Return on Character by Fred Kiel is a business book that argues that individuals with high moral character become better leaders in the business world and create more value for the companies they lead. Kiel spends time in his book explaining how leaders with strong moral characters improve the workplace, and he also discusses ideas about where those moral character habits come from. He addresses the idea of the fast brain where our subconscious makes decisions and drives our emotions and behavior, and our slow brain where we rationally think through our ideas and actions. Focusing on the fast brain and its role in our behaviors, habits, and character Kiel writes,
“The fast brain is where all of our subconscious intuitions, cravings, habits, and emotions reside. The fast brain’s primary purpose is to prove the subconscious “spurs” to drive behavior patterns aimed at bringing us safety, security, food, and social connection. … Our Fast brain also spurs behavior through habits — automatic responses such as putting our foot on the brake when we see a stop sign. Those habits that determine how we relate to others, such as a reflexive response to tell the truth or own up to our mistakes, become our character habits.”

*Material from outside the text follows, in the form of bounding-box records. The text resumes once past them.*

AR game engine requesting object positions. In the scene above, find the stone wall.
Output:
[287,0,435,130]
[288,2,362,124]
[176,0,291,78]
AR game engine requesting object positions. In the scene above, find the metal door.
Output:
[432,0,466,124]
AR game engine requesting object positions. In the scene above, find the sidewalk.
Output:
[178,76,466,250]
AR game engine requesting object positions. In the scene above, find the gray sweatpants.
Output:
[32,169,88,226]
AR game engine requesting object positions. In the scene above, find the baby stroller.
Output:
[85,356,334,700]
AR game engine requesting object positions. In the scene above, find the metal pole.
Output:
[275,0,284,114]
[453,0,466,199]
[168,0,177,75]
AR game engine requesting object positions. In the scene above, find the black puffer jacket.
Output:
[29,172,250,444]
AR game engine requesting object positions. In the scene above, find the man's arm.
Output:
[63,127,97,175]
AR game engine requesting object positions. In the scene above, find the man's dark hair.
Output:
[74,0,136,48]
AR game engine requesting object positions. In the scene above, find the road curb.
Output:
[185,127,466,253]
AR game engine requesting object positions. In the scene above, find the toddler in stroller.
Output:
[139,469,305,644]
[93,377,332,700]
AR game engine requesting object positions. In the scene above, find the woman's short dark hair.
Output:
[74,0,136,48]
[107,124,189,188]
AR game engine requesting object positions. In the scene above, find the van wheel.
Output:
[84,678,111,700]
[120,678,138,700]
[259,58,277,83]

What Kiel’s quote shows me is that we will not be able to control, guide, or shape our character if we are not able to recognize the habits that are formed within our fast brain. Increasing our level of self-awareness, focusing on our reactions to others, and being cognizant of our interactions with those around us will allow us to begin to form our fast brain into a tool that guides us along a moral path. We can use practices of self-awareness and perspective to turn our fast brain into a machine that builds our character over time. By focusing on our relationships with others and becoming comfortable with adopting strong character habits we can reach a level where we treat everyone around us better.

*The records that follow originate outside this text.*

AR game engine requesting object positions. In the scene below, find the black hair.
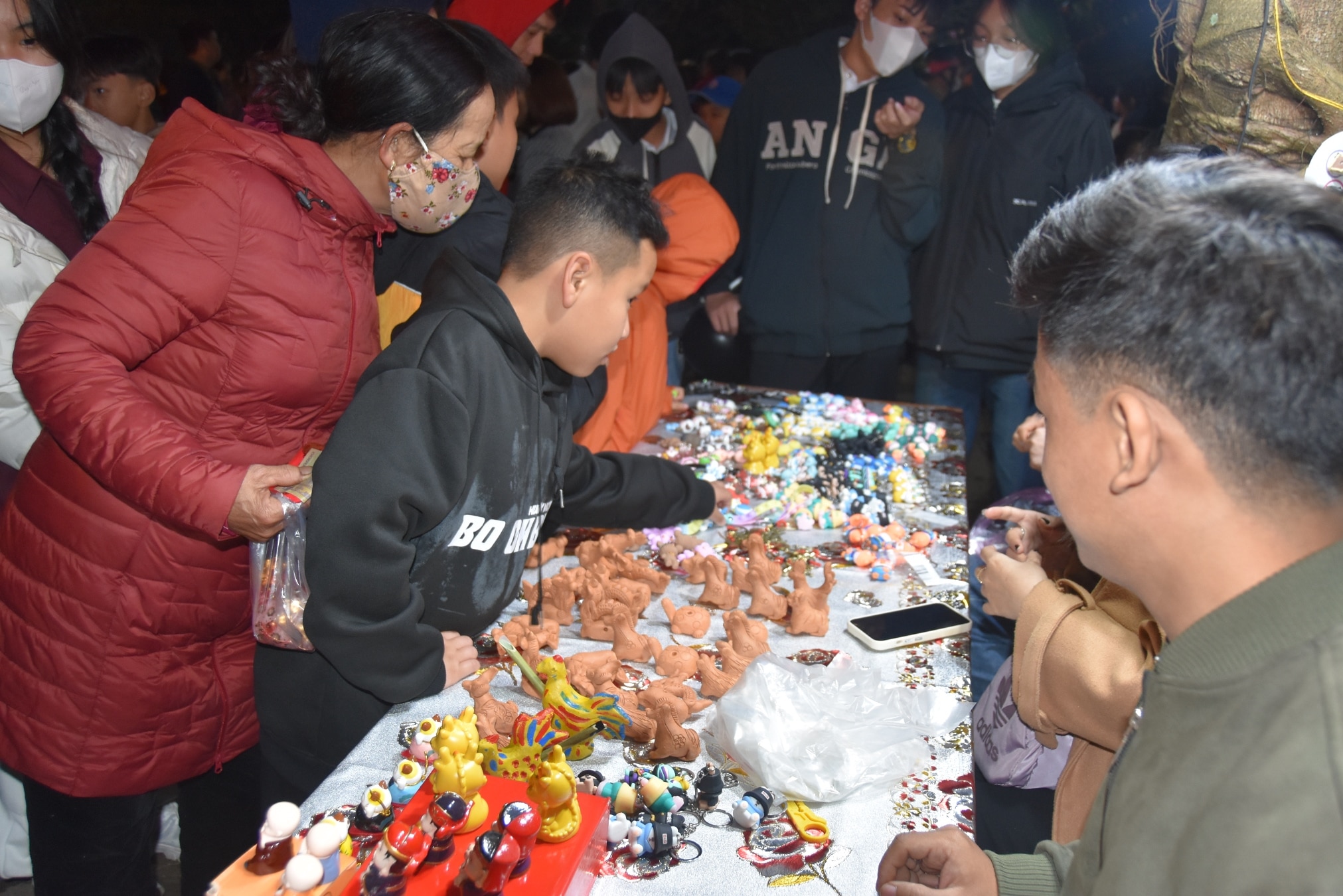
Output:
[999,0,1071,66]
[177,19,219,56]
[252,9,489,143]
[447,20,530,121]
[84,34,164,88]
[28,0,108,242]
[605,56,666,97]
[1012,156,1343,502]
[504,156,667,277]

I think that an important component within the idea of shaping our fast brain is accepting the reactions and habits we have formed without realizing it. Often these habits can be quite negative, such as looking the other way when a person from a different ethnic background walks by, and it is important that we accept those habits rather than sweep them under a rug and hide them from ourselves. If we cannot accept that we have negative habits formed by our fast brain, then we never give our slow brain a chance to think through them and tumble through a solution to become a better person. During the process of shaping our fast brain we must recognize the behaviors we want to change, but we must do so by accepting that we have those habits and behaviors before we tell ourselves how wrong they are, and before we castigate ourselves for having such thoughts and behaviors. An honest inner dialogue of reflection will help us grow, and give us a chance to help others grow by accepting our flaws, as well as the flaws of others, and finding a way to grow in a positive direction as a group.